Example: postMessage (which sends messages to other contexts e.g. iframes / workers) "transfers" ArrayBuffers:

JavaScript
a = new ArrayBuffer(10)
> ArrayBuffer(10) {}
postMessage('','*',[a])
a
> ArrayBuffer(0) {}

Let's take a look at this kind of scenario creating an exploitable bug.

🔗 Blink: CVE-2019-5786

This CVE was found as a 0-day "in the wild" by Google. At a high level, the vulnerability worked like this:

FileReaderLoader can create two DOMArrayBuffers with the same underlying reference
Each DOMArrayBuffer "owns" its underlying reference
A UAF is caused by freeing the underlying ArrayBuffer object from one DOMArrayBuffer but the other has a stale reference!

Lets take a look at a relevant code-snippet, which could be invoked from a JavaScript event callback:

C++
DOMArrayBuffer* FileReaderLoader::ArrayBufferResult() {
    ...
    // Copy reference to current array buffer to DOMArrayBuffer
    DOMArrayBuffer* result = DOMArrayBuffer::Create(raw_data_->ToArrayBuffer());
    ...
    return result;
}

Under certain conditions, it was possible for raw_data_->ToArrayBuffer() to return the same WTF::ArrayBuffer for consecutive calls. If this occurs, the result, a DOMArrayBuffer *, can be created multiple times from the same underlying WTF::ArrayBuffer.

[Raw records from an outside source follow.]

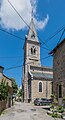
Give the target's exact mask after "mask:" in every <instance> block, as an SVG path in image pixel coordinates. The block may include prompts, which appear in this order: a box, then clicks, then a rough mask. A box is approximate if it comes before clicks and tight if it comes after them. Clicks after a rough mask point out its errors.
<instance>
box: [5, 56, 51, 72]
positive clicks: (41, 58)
mask: <svg viewBox="0 0 65 120" xmlns="http://www.w3.org/2000/svg"><path fill="white" fill-rule="evenodd" d="M49 57H52V55H49V56H46V57H44V58H41V59H39V60H42V59H47V58H49ZM33 63H34V62H33ZM28 64H30V63H27V64H25V65H28ZM22 66H23V65H19V66H14V67H10V68H7V69H5V70H4V71H7V70H11V69H16V68H20V67H22Z"/></svg>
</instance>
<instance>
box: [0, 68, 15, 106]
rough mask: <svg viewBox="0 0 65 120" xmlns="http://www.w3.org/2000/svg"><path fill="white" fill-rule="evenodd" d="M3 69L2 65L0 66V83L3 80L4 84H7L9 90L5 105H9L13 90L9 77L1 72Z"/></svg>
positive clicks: (11, 82) (11, 99) (11, 97)
mask: <svg viewBox="0 0 65 120" xmlns="http://www.w3.org/2000/svg"><path fill="white" fill-rule="evenodd" d="M3 70H4V67H2V66H0V83H1V82H2V81H3V82H5V84H8V90H9V91H8V97H7V103H6V107H10V106H11V104H12V92H13V89H12V81H11V79H10V78H8V77H7V76H5V75H4V74H3Z"/></svg>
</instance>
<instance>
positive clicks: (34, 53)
mask: <svg viewBox="0 0 65 120" xmlns="http://www.w3.org/2000/svg"><path fill="white" fill-rule="evenodd" d="M31 54H33V55H35V54H36V48H35V47H34V46H32V48H31Z"/></svg>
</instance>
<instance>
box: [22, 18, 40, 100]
mask: <svg viewBox="0 0 65 120" xmlns="http://www.w3.org/2000/svg"><path fill="white" fill-rule="evenodd" d="M25 39H26V40H25V44H24V65H23V66H24V70H23V76H24V77H23V79H24V80H23V81H24V101H27V100H28V83H27V82H28V72H29V71H30V66H41V64H40V42H39V41H38V36H37V33H36V29H35V25H34V20H33V18H32V19H31V23H30V27H29V31H28V35H26V38H25Z"/></svg>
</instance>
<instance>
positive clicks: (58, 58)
mask: <svg viewBox="0 0 65 120" xmlns="http://www.w3.org/2000/svg"><path fill="white" fill-rule="evenodd" d="M60 84H61V85H62V97H63V96H64V95H65V87H64V85H65V41H64V42H63V43H62V44H60V46H59V47H58V48H57V49H56V51H55V52H54V59H53V91H54V94H55V95H56V97H57V98H58V97H59V96H58V95H59V85H60Z"/></svg>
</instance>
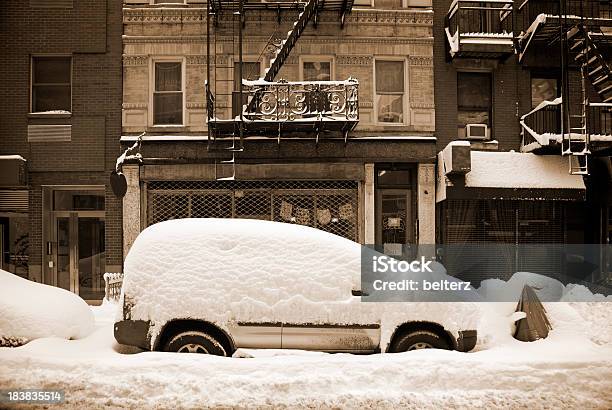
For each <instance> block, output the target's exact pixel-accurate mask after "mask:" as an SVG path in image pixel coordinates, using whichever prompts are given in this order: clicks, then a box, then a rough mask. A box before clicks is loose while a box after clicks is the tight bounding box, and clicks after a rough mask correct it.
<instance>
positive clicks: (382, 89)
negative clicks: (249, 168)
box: [375, 60, 405, 123]
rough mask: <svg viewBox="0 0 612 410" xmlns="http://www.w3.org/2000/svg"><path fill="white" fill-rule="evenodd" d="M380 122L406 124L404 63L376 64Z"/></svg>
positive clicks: (378, 113)
mask: <svg viewBox="0 0 612 410" xmlns="http://www.w3.org/2000/svg"><path fill="white" fill-rule="evenodd" d="M375 76H376V107H377V118H378V122H385V123H403V122H404V93H405V89H404V62H403V61H383V60H376V62H375Z"/></svg>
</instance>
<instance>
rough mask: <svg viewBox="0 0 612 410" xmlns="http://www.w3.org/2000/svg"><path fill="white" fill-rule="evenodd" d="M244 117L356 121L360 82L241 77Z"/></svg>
mask: <svg viewBox="0 0 612 410" xmlns="http://www.w3.org/2000/svg"><path fill="white" fill-rule="evenodd" d="M243 86H244V93H246V95H247V96H248V99H249V103H248V104H244V105H243V116H244V119H245V121H268V122H269V121H272V122H286V121H300V120H304V121H312V120H320V121H344V122H353V121H354V122H355V123H356V122H357V121H359V107H358V105H359V104H358V97H359V93H358V91H359V82H358V81H357V80H355V79H349V80H347V81H311V82H287V81H277V82H267V81H244V82H243Z"/></svg>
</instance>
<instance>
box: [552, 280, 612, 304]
mask: <svg viewBox="0 0 612 410" xmlns="http://www.w3.org/2000/svg"><path fill="white" fill-rule="evenodd" d="M561 300H562V301H564V302H612V295H608V296H604V295H602V294H601V293H596V294H593V292H591V291H590V290H589V288H587V287H586V286H584V285H576V284H573V283H571V284H569V285H567V286H566V287H565V289H564V292H563V297H562V298H561Z"/></svg>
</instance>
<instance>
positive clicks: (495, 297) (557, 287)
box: [478, 272, 565, 302]
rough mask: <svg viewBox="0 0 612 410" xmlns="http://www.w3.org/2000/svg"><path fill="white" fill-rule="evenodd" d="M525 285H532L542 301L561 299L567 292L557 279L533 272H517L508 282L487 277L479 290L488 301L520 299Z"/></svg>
mask: <svg viewBox="0 0 612 410" xmlns="http://www.w3.org/2000/svg"><path fill="white" fill-rule="evenodd" d="M525 285H528V286H530V287H532V288H533V289H534V290H535V292H536V294H537V295H538V297H539V298H540V300H541V301H557V300H560V299H561V298H562V297H563V294H564V292H565V286H563V283H561V282H559V281H558V280H557V279H553V278H550V277H548V276H544V275H540V274H537V273H531V272H516V273H515V274H514V275H512V277H511V278H510V279H509V280H508V281H507V282H506V281H504V280H501V279H485V280H483V281H482V282H481V283H480V288H478V292H479V293H480V295H481V296H482V297H483V298H484V299H485V300H488V301H500V302H503V301H518V300H519V299H520V298H521V293H522V292H523V288H524V287H525Z"/></svg>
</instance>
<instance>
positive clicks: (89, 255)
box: [43, 187, 106, 302]
mask: <svg viewBox="0 0 612 410" xmlns="http://www.w3.org/2000/svg"><path fill="white" fill-rule="evenodd" d="M71 188H72V187H50V188H48V189H45V190H44V191H43V192H44V203H43V207H44V209H45V213H44V215H45V218H46V220H47V222H45V226H47V227H48V228H47V229H48V230H46V233H45V236H46V241H47V242H46V255H47V256H46V258H47V259H46V260H47V263H46V265H47V275H48V276H46V277H47V278H48V279H47V281H46V283H48V284H51V285H54V286H57V287H60V288H63V289H66V290H69V291H71V292H74V293H76V294H77V295H79V296H81V297H82V298H83V299H85V300H86V301H90V302H93V301H100V300H102V298H103V297H104V272H105V268H106V266H105V263H106V260H105V256H106V254H105V244H104V231H105V223H104V222H105V221H104V191H103V190H102V189H99V188H96V189H93V187H92V188H88V189H85V188H82V189H78V188H76V189H74V188H72V189H71ZM47 218H48V219H47Z"/></svg>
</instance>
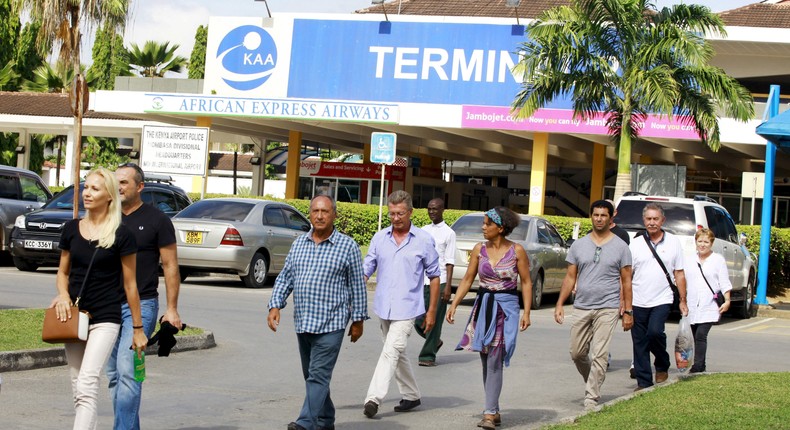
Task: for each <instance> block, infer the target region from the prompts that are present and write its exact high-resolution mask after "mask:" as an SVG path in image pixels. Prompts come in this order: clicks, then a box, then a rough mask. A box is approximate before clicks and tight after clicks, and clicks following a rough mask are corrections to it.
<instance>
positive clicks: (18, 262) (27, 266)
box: [14, 257, 38, 272]
mask: <svg viewBox="0 0 790 430" xmlns="http://www.w3.org/2000/svg"><path fill="white" fill-rule="evenodd" d="M14 266H16V268H17V269H19V270H21V271H23V272H35V271H36V269H38V264H36V263H33V262H32V261H28V260H25V259H23V258H19V257H14Z"/></svg>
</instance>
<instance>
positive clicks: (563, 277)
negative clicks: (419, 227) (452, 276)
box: [451, 212, 568, 309]
mask: <svg viewBox="0 0 790 430" xmlns="http://www.w3.org/2000/svg"><path fill="white" fill-rule="evenodd" d="M520 216H521V223H520V224H519V225H518V227H516V229H515V230H513V232H512V233H510V235H509V236H508V239H510V240H512V241H513V242H516V243H519V244H521V245H522V246H523V247H524V250H526V251H527V257H528V258H529V271H530V275H531V277H532V309H538V308H540V305H541V303H542V301H543V295H544V294H547V293H559V292H560V288H561V287H562V280H563V278H564V277H565V270H566V268H567V267H568V264H567V263H566V262H565V257H567V255H568V245H567V244H566V243H565V240H563V239H562V236H560V234H559V233H558V232H557V229H556V228H555V227H554V225H552V224H551V223H550V222H549V221H548V220H546V219H544V218H540V217H536V216H532V215H520ZM482 227H483V213H482V212H477V213H470V214H466V215H463V216H461V217H460V218H458V219H457V220H456V221H455V222H454V223H453V225H452V227H451V228H452V229H453V231H455V236H456V248H457V249H456V254H455V267H454V268H453V285H455V286H458V284H459V283H460V282H461V279H463V277H464V274H465V273H466V268H467V266H468V265H469V257H470V255H471V253H472V249H473V248H474V246H475V245H476V244H477V243H480V242H483V241H484V239H483V228H482ZM477 282H478V281H477V279H475V281H474V283H473V285H472V288H473V289H475V288H477ZM518 285H519V290H520V289H521V283H519V284H518Z"/></svg>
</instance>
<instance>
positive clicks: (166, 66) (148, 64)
mask: <svg viewBox="0 0 790 430" xmlns="http://www.w3.org/2000/svg"><path fill="white" fill-rule="evenodd" d="M177 49H178V45H177V44H175V45H173V46H170V42H165V43H159V42H156V41H153V40H149V41H147V42H145V45H143V49H140V47H139V46H137V44H134V43H133V44H132V49H131V50H130V51H129V65H130V66H131V67H132V68H133V69H134V70H135V71H137V73H139V74H140V76H142V77H144V78H162V77H164V76H165V73H166V72H174V73H180V72H181V69H182V68H183V67H184V66H186V63H187V59H186V58H184V57H181V56H179V55H175V52H176V50H177Z"/></svg>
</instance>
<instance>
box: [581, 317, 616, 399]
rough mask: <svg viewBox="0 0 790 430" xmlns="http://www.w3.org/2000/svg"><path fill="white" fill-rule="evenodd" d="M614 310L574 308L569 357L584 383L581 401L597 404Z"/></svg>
mask: <svg viewBox="0 0 790 430" xmlns="http://www.w3.org/2000/svg"><path fill="white" fill-rule="evenodd" d="M619 316H620V315H619V311H618V310H617V309H593V310H584V309H574V310H573V317H574V321H573V325H572V326H571V359H572V360H573V363H574V364H576V370H578V371H579V374H581V375H582V378H584V382H585V383H586V384H587V387H586V389H585V393H584V401H585V403H588V402H590V401H592V402H595V403H597V402H598V399H600V397H601V386H602V385H603V381H604V379H606V367H607V362H608V359H609V343H610V342H611V340H612V333H614V327H615V325H616V324H617V319H618V318H619Z"/></svg>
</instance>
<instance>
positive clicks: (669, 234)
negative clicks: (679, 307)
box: [629, 231, 683, 308]
mask: <svg viewBox="0 0 790 430" xmlns="http://www.w3.org/2000/svg"><path fill="white" fill-rule="evenodd" d="M629 248H631V257H632V259H633V266H632V267H633V270H634V276H633V280H632V282H631V288H632V290H633V305H634V306H638V307H640V308H652V307H655V306H659V305H666V304H672V299H673V296H672V289H671V288H670V287H669V283H668V282H667V277H666V275H665V274H664V271H663V270H662V269H661V266H660V265H659V264H658V261H656V259H655V257H653V253H652V252H651V251H650V248H648V245H647V242H646V241H645V239H643V238H642V237H641V236H637V237H635V238H633V239H631V244H630V245H629ZM656 252H657V253H658V256H659V257H661V261H663V262H664V267H666V268H667V271H668V272H669V276H670V278H672V282H675V270H683V247H682V246H681V245H680V240H678V238H677V237H676V236H675V235H673V234H672V233H668V232H666V231H665V232H664V237H663V238H662V239H661V241H660V242H658V244H657V245H656Z"/></svg>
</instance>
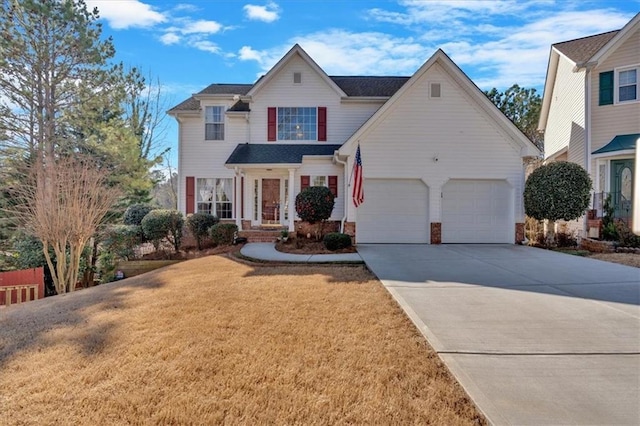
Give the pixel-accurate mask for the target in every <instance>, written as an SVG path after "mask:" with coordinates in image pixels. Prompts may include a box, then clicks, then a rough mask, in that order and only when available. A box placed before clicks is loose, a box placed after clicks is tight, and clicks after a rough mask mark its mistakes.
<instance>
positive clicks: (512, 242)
mask: <svg viewBox="0 0 640 426" xmlns="http://www.w3.org/2000/svg"><path fill="white" fill-rule="evenodd" d="M513 209H514V204H513V190H512V188H511V186H510V185H509V183H508V182H507V181H505V180H450V181H449V182H447V183H446V184H445V185H444V187H443V188H442V242H443V243H511V244H512V243H513V242H514V241H515V225H514V217H513Z"/></svg>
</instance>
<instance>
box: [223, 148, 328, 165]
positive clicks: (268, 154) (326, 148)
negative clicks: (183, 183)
mask: <svg viewBox="0 0 640 426" xmlns="http://www.w3.org/2000/svg"><path fill="white" fill-rule="evenodd" d="M339 148H340V145H325V144H321V143H318V144H313V145H303V144H277V143H271V144H246V143H244V144H240V145H238V146H236V149H234V150H233V152H232V153H231V155H230V156H229V158H228V159H227V162H226V164H301V163H302V156H304V155H333V152H334V151H337V150H338V149H339Z"/></svg>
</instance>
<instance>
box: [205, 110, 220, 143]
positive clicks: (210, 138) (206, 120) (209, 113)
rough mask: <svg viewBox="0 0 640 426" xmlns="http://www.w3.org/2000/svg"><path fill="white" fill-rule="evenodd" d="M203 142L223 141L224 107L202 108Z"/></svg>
mask: <svg viewBox="0 0 640 426" xmlns="http://www.w3.org/2000/svg"><path fill="white" fill-rule="evenodd" d="M204 140H206V141H223V140H224V107H222V106H210V107H205V108H204Z"/></svg>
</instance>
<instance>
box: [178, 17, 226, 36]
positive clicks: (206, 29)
mask: <svg viewBox="0 0 640 426" xmlns="http://www.w3.org/2000/svg"><path fill="white" fill-rule="evenodd" d="M222 28H223V27H222V25H221V24H219V23H218V22H216V21H204V20H199V21H192V22H187V23H185V25H184V26H183V27H182V28H180V29H178V31H179V32H181V33H182V34H215V33H217V32H220V30H222Z"/></svg>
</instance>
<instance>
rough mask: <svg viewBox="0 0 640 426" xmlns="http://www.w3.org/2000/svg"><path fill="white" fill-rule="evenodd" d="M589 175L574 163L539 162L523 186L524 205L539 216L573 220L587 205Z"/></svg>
mask: <svg viewBox="0 0 640 426" xmlns="http://www.w3.org/2000/svg"><path fill="white" fill-rule="evenodd" d="M590 191H591V177H589V174H588V173H587V171H586V170H585V169H583V168H582V167H580V166H579V165H577V164H575V163H569V162H566V161H559V162H554V163H549V164H547V165H544V166H541V167H539V168H537V169H536V170H534V171H533V173H531V175H529V178H528V179H527V182H526V184H525V187H524V209H525V213H526V214H527V216H531V217H533V218H535V219H538V220H544V219H548V220H551V221H556V220H560V219H563V220H574V219H577V218H579V217H580V216H582V215H583V214H584V212H585V211H586V210H587V208H588V207H589V199H590Z"/></svg>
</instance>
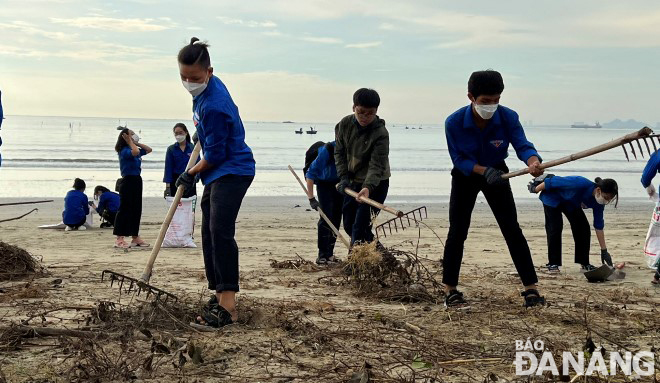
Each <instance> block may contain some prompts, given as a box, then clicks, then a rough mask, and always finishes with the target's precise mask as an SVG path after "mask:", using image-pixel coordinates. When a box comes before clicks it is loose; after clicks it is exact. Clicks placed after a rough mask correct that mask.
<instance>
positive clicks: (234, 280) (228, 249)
mask: <svg viewBox="0 0 660 383" xmlns="http://www.w3.org/2000/svg"><path fill="white" fill-rule="evenodd" d="M253 179H254V176H237V175H226V176H223V177H220V178H218V179H217V180H215V181H213V182H211V183H210V184H208V185H206V186H205V187H204V194H203V195H202V202H201V206H202V251H203V253H204V268H205V269H206V279H207V281H208V283H209V284H208V286H209V289H210V290H215V291H216V292H223V291H238V290H239V289H238V245H237V244H236V240H235V239H234V235H235V234H236V217H238V211H239V210H240V208H241V203H242V202H243V197H245V193H246V192H247V190H248V188H249V187H250V184H252V180H253Z"/></svg>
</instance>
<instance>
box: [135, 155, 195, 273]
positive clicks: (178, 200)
mask: <svg viewBox="0 0 660 383" xmlns="http://www.w3.org/2000/svg"><path fill="white" fill-rule="evenodd" d="M201 150H202V146H201V145H200V144H199V142H197V143H196V144H195V148H194V149H193V151H192V153H190V159H188V165H186V171H188V169H190V168H192V167H193V166H194V165H195V163H196V162H197V157H199V152H200V151H201ZM184 189H185V188H184V186H183V185H180V186H179V187H178V188H177V189H176V194H175V195H174V199H173V200H172V205H170V210H168V211H167V215H166V216H165V221H163V224H162V225H161V226H160V232H159V233H158V239H156V243H155V244H154V248H153V249H152V250H151V256H150V257H149V261H148V262H147V265H146V266H145V267H144V271H143V272H142V276H141V277H140V283H142V284H145V285H146V284H147V283H149V278H151V271H152V270H153V267H154V262H156V257H157V256H158V252H159V251H160V246H161V245H162V244H163V240H164V239H165V234H167V228H169V227H170V222H172V217H174V212H176V208H177V206H178V205H179V201H181V197H182V196H183V190H184Z"/></svg>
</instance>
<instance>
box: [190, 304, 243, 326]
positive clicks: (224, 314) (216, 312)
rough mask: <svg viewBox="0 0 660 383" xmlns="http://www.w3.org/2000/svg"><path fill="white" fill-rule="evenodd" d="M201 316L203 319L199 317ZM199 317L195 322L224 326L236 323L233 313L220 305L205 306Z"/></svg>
mask: <svg viewBox="0 0 660 383" xmlns="http://www.w3.org/2000/svg"><path fill="white" fill-rule="evenodd" d="M199 317H201V320H200V319H199ZM199 317H198V318H195V324H198V325H203V326H209V327H215V328H218V327H224V326H227V325H230V324H232V323H234V321H233V320H232V319H231V314H230V313H229V311H227V310H226V309H225V308H224V307H222V306H220V305H217V304H216V305H213V306H210V307H208V308H204V309H203V310H202V313H201V314H200V315H199Z"/></svg>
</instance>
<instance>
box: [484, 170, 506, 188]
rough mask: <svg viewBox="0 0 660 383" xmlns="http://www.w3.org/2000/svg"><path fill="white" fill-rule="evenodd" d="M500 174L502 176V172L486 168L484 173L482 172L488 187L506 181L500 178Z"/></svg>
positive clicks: (500, 171) (501, 177)
mask: <svg viewBox="0 0 660 383" xmlns="http://www.w3.org/2000/svg"><path fill="white" fill-rule="evenodd" d="M502 174H504V172H503V171H502V170H499V169H495V168H486V171H485V172H484V177H485V178H486V182H488V184H489V185H496V184H501V183H504V182H505V181H506V180H505V179H504V178H502Z"/></svg>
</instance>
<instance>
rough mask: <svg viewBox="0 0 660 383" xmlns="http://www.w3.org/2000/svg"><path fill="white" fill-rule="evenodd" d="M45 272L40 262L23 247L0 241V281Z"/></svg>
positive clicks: (33, 274)
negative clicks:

As hinted previously, object ownership can become a tricky issue to handle properly. By abusing postMessage , we can "transfer ownership" of these DOMArrayBuffers:

JavaScript
// arr1 and arr2 wrap DOMArrayBuffers with same underlying WTF::ArrayBuffer
window.postMessage([], '*', [arr1, arr2]);

This causes the following to occur:

arr1 is transferred, WTF::ArrayBuffer marked as neutered (cleared)
Tries to transfer arr2, can't since already neutered
Throws exception
- Frees ArrayBuffer in arr1, since it's neutered and no longer used
- But arr2 still has a reference! UAF

To fix this, the function now clones data before returning it in the DOMArrayBuffer. In the "bugged" version, it technically cloned the reference, not the data:

C++
DOMArrayBuffer* FileReaderLoader::ArrayBufferResult() {
    ...
    // Copy underlying data instead of copying reference
    return DOMArrayBuffer::Create(
        ArrayBuffer::Create(raw_data_->Data(), raw_data_->ByteLength()));
    ...
}

You can find more details on the Chrome Bug Tracker, or read an in-depth writeup from Exodus Intelligence.